Quel a été le déclic pour créer May ?
C. C. : En 2019, pendant la grève des urgences, j’ai été marquée par le fait que les enfants de moins de 6 ans figuraient parmi les principales causes d’encombrement. Pourtant, on ne fait pas plus d’enfants qu’avant ! J’ai eu la chance d’avoir une belle-mère médecin — j’avais littéralement un professionnel de santé dans ma poche pour répondre à mes questions. Je me suis dit que tout le monde devrait pouvoir en bénéficier. Avec internet, l’anxiété parentale est plus forte aujourd’hui, et parfois, on manque juste de la bonne information au bon moment.
Être femme, CEO, dans la tech et la parentalité : double défi ou double force ?
C. C. : Franchement, les deux. La maternité m’a rendue plus exigeante dans mes choix, plus rapide dans mes arbitrages. Et le fait d’être légitime dans ce qu’on construit, parce qu’on l’a vécu, ça change tout.
On a créé May juste avant le Covid, en février 2020, et il y a eu des moments très denses. En janvier 2024, je signais les term sheets de notre dernière levée de fonds quelques semaines après mon accouchement ! J’ai trois enfants, entre 1 et 8 ans. Le défi, c’est la désorganisation permanente qu’il faut apprendre à accepter. Être en couple avec son cofondateur est parfois vu comme un red flag par les investisseurs, mais pour nous, c’est une force.
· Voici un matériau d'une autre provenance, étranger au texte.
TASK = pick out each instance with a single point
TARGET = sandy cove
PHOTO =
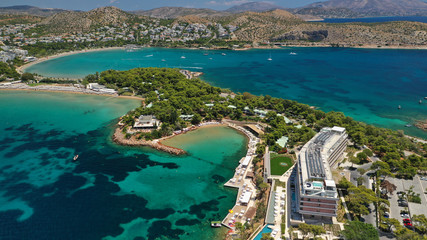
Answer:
(119, 138)
(23, 67)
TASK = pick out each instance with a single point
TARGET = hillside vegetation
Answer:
(86, 21)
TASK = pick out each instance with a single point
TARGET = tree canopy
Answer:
(356, 230)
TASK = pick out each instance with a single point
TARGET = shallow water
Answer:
(111, 192)
(366, 84)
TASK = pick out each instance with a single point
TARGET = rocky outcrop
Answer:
(120, 138)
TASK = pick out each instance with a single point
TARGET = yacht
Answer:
(215, 224)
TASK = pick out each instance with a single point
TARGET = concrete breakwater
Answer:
(120, 138)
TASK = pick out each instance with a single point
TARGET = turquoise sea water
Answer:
(377, 19)
(366, 84)
(111, 192)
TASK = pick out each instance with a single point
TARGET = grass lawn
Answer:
(279, 164)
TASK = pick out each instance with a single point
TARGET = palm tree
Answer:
(388, 186)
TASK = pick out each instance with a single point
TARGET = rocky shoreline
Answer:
(119, 138)
(422, 125)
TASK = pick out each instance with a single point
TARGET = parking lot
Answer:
(404, 185)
On se connaît par cœur, on se soutient, on se pousse.
Comment May se différencie-t-elle des autres applis pour jeunes parents ?
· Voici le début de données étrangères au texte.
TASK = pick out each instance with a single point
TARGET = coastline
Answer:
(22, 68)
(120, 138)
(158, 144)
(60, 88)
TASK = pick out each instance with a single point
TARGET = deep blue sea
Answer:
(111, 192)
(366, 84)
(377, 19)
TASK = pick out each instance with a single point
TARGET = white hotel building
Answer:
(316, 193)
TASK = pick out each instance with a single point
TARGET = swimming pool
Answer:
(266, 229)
C. C. : On n’est ni une app lifestyle ni une plateforme de téléconsultation classique. On a voulu créer une vraie proximité, une relation continue et bienveillante. C’est pour ça qu’on ne s’appelle pas Docto “quelque chose”. Nous sommes un partenaire du quotidien, avec la crédibilité du médical. On a aussi lancé des programmes thématiques, comme sur le post-partum ou le sommeil de l’enfant. Et au-delà de 6 ans, nos utilisateurs quittent l’appli — preuve qu’on est bien là pour répondre à une période précise, cruciale.
Vous êtes intervenue récemment à l’Assemblée nationale. Sur quoi avez-vous alerté ?
Oui, sur la réforme du congé parental. Le postpartum reste un angle mort des politiques publiques, alors qu’il concentre une grande détresse : 1 femme sur 6 souffre d’une dépression du post partum. Il faut du soutien, de l’information, et une vraie reconnaissance de la santé mentale maternelle. En octobre, nous avons publié une tribune dans Le Monde avec des propositions concrètes pour améliorer cette prise en charge.
À quoi ont servi les 7 millions levés récemment ? Une Série B est-elle prévue ?
C. C. : Cette levée nous a permis de financer l’expansion internationale, d’enrichir nos contenus et de développer l’IA conversationnelle qui accompagne les parents dans les nouveaux pays. Une série B n’est pas exclue, mais pour l’instant, nous sommes concentrés sur l’impact.
Quel est le meilleur conseil entrepreneurial que vous ayez reçu ?
C. C. : D’oser faire les paris en avance de phase. Quand ça décolle, il vaut mieux être prêt que réactif. Et le conseil que je donnerais : entourez-vous de gens qui vous challengent sans vous juger.